Avec plus de 70 % des trajets en milieu rural effectués en voiture individuelle, contre 54 % en milieu urbain, les territoires ruraux se caractérisent par une dépendance très forte à ce moyen de locomotion. Cette réalité est loin d’être anodine : les véhicules particuliers sont responsables de plus de la moitié des émissions de gaz à effet de serre du secteur des transports, lequel représente lui-même environ un tiers des émissions annuelles de notre pays.

Cependant, les solutions de rechange à la voiture individuelle peinent à voir le jour dans le monde rural. Le maillage en transports en commun, plus coûteux qu’en zone urbaine, n’est pas satisfaisant ou trop irrégulier ; les mobilités actives, comme le vélo ou la marche, sont peu adaptées aux territoires concernés et à certains usagers ; enfin, les espaces clés pour la multimodalité sont souvent éloignés.

C’est pourquoi l’annonce en 2023 par le Gouvernement de la création d’un fonds de soutien de 90 millions d’euros sur trois ans à la mobilité en zone rurale, abrité dans le fonds vert, constituait une réponse intéressante. Cette ouverture budgétaire a permis d’accompagner les autorités organisatrices de la mobilité rurale et leurs partenaires, dont les associations, dans le déploiement d’une offre de mobilité durable, innovante et solidaire, dite du dernier kilomètre.

Alors que ces crédits ont été intégralement consommés pour 2024, je souhaite savoir, d’une part, madame la ministre, si vous êtes déjà en mesure d’apporter un éclairage sur l’utilisation de ce fonds, et, d’autre part, si celui-ci est menacé dans le cadre de la préparation du projet de loi de finances pour 2026.

Mme la présidente. La parole est à Mme la ministre déléguée.

Mme Françoise Gatel, ministre déléguée auprès du ministre de laménagement du territoire et de la décentralisation, chargée de la ruralité. Madame la sénatrice Denise Saint-Pé, je vous remercie de votre question, qui aborde la problématique de la mobilité et apporte des précisions à la fois sur les attentes des collectivités et sur l’action de l’État, rendue possible grâce au vote, notamment par le Sénat, des 90 millions d’euros du fonds vert qui sont dédiés aux expérimentations de mobilité.

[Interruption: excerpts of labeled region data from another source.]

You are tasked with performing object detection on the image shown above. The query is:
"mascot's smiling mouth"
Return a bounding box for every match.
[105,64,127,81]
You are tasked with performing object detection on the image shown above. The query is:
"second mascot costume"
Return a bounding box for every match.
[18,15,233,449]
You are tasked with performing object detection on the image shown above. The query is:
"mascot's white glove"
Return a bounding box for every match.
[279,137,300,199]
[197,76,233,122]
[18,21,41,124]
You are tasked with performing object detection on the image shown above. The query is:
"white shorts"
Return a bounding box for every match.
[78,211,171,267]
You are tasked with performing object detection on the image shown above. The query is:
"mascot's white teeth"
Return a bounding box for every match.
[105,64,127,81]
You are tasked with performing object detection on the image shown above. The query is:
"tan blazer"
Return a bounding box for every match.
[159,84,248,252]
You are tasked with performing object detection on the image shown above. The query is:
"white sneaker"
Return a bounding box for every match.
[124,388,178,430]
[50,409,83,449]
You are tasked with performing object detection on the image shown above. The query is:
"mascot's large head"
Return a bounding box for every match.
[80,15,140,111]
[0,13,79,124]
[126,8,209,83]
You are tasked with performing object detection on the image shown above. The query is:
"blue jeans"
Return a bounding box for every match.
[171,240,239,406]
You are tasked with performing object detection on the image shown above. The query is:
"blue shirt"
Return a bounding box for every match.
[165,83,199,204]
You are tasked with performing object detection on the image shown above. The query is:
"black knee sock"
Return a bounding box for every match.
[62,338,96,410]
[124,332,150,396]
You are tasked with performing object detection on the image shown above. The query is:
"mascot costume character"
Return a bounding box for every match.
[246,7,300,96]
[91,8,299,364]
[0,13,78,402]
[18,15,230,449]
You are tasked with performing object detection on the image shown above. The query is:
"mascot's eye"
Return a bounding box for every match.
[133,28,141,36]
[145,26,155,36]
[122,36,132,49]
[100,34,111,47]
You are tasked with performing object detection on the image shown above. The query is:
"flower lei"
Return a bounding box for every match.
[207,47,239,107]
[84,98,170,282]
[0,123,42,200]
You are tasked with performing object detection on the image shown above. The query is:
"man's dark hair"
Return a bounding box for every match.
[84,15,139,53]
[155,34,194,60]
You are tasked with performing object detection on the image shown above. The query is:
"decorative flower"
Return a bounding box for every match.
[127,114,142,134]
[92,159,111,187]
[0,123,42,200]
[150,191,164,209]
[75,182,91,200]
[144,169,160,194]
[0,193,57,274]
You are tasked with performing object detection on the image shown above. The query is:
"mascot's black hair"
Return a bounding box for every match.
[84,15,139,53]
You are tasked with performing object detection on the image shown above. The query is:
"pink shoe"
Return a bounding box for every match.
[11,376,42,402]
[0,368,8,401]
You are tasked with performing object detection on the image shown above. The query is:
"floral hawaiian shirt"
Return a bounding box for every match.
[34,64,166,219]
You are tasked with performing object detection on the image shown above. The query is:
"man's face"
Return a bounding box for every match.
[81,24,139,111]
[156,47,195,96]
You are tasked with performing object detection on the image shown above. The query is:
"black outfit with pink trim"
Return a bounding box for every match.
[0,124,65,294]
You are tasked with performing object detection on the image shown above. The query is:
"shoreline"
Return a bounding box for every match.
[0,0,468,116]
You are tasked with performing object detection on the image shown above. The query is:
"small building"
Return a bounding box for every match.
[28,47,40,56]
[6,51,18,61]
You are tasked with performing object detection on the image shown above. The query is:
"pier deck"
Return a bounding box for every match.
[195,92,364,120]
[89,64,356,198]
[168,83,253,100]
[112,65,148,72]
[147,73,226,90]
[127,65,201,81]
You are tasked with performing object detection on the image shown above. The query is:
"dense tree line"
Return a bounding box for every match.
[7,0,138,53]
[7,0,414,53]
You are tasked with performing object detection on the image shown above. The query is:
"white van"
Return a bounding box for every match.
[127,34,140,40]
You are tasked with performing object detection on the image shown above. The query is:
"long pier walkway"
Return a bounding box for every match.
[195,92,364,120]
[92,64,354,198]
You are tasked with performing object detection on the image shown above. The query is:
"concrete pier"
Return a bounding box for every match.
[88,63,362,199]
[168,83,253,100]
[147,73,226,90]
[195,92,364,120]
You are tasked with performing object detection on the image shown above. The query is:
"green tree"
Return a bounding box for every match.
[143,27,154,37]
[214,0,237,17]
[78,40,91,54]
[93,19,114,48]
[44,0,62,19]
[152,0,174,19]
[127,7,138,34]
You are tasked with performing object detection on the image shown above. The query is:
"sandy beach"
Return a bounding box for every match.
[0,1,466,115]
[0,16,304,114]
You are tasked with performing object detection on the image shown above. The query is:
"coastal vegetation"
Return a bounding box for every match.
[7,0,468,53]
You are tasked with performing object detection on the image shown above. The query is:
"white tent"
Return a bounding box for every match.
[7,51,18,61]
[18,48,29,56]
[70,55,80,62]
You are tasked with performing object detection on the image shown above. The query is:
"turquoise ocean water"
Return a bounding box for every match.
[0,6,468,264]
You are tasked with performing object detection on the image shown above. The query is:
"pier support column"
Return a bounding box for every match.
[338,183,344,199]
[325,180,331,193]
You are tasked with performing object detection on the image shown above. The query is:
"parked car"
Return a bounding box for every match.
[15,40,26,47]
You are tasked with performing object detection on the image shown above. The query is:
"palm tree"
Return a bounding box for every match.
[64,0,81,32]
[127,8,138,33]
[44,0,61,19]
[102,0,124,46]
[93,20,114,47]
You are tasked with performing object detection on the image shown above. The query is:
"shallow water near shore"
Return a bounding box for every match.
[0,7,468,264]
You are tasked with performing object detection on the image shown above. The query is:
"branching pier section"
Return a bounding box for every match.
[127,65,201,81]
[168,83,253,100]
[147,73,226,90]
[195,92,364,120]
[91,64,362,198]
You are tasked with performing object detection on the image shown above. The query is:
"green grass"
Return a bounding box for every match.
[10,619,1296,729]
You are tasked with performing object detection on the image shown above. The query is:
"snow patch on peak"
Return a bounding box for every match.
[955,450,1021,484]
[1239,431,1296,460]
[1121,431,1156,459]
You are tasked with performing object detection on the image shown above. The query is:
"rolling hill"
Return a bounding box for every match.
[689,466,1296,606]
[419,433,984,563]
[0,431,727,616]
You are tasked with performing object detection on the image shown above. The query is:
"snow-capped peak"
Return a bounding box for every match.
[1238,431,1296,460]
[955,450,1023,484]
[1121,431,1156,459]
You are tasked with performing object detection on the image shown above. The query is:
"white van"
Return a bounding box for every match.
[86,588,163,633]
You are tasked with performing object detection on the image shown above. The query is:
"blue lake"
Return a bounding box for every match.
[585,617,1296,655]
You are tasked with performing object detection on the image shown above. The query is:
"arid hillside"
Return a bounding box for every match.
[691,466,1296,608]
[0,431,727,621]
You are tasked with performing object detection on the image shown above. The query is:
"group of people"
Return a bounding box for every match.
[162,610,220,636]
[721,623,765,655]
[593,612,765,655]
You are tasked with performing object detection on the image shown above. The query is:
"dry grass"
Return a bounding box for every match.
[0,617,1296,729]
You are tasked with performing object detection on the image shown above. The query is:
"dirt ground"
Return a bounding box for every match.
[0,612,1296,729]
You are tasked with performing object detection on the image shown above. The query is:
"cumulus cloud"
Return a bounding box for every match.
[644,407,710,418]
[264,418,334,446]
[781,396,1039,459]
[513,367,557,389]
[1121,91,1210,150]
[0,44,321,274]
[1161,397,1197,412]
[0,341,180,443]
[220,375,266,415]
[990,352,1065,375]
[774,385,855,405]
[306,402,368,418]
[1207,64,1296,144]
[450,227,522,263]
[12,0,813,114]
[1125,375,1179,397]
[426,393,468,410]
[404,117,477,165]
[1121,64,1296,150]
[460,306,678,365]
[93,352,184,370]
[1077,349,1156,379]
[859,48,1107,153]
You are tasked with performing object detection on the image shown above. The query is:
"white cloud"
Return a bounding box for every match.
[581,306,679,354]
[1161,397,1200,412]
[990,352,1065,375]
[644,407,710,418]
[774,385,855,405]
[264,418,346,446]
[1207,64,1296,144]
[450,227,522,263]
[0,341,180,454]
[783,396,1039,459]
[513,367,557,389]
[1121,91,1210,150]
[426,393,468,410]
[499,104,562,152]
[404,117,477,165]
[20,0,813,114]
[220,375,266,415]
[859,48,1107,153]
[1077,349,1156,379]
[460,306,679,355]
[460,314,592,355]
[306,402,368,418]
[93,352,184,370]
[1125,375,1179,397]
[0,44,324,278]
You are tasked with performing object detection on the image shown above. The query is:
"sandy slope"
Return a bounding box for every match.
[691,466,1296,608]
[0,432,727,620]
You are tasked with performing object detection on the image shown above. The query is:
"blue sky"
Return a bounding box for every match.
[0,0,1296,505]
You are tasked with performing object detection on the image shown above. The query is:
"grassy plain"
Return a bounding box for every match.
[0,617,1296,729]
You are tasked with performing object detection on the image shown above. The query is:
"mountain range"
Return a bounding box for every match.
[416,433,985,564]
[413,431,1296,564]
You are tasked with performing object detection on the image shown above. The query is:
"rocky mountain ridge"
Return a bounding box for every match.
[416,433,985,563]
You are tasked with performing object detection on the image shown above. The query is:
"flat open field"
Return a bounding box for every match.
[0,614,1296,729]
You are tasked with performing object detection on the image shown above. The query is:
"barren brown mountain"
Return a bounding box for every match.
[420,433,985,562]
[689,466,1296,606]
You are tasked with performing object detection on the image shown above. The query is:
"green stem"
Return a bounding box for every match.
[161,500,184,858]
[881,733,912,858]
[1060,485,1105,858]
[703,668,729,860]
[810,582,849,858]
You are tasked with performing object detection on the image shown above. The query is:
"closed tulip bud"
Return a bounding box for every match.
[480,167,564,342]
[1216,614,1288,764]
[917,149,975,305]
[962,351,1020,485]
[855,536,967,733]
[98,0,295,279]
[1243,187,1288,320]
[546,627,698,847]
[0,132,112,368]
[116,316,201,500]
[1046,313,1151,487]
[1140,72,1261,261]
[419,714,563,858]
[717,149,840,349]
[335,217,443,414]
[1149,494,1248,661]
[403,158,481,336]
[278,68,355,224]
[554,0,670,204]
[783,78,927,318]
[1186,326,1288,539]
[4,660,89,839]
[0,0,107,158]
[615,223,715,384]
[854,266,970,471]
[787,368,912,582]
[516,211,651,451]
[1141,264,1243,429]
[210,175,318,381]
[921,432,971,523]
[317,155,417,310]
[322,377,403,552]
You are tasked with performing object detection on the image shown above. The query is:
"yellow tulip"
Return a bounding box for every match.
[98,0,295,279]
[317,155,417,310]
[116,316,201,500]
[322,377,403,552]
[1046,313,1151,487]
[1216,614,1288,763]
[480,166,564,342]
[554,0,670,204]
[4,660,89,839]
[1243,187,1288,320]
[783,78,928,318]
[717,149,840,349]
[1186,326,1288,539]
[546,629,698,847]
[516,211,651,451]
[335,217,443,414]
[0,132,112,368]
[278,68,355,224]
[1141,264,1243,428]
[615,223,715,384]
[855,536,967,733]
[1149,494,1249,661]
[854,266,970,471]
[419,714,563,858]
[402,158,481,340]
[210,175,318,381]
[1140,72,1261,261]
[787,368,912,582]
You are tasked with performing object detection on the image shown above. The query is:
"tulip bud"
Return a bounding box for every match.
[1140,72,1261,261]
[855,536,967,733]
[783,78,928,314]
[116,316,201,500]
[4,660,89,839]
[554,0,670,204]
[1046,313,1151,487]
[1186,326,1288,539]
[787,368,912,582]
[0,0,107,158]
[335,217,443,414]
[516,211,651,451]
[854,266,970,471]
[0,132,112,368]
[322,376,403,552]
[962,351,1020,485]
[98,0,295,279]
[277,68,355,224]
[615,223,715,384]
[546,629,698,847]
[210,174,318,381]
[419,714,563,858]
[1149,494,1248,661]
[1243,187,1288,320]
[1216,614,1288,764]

Je le répète en toute lucidité : nous pouvons le regretter, mais la voiture reste, et restera longtemps encore, la solution du premier ou du dernier kilomètre dans les territoires ruraux.

L’enjeu est de développer des solutions innovantes d’autopartage et de covoiturage. C’est précisément l’objet de ces 90 millions d’euros, soit une enveloppe de 30 millions par an. Le plan France Ruralités constitue à ce titre un signal fort. Cette somme a été utilement dépensée pour accompagner cette mobilité du dernier kilomètre, souvent mise en place par les intercommunalités.

L’État a ainsi accompagné 225 projets en 2024, et une soixantaine d’autres sont encore en cours d’examen, pour un taux moyen de subvention par projet qui s’élève à 80 000 euros, afin d’initier un processus de solutions souples et agiles. Ce montant est significatif au regard du coût de mise en œuvre de ces solutions.

Vous connaissez bien cela, madame la sénatrice, puisque votre territoire a été tout à fait innovant dans ce domaine : la communauté de communes du Béarn des Gaves a sollicité le fonds vert et a obtenu 70 000 euros pour faciliter la mise en œuvre d’un dispositif qui fonctionne bien et donne satisfaction.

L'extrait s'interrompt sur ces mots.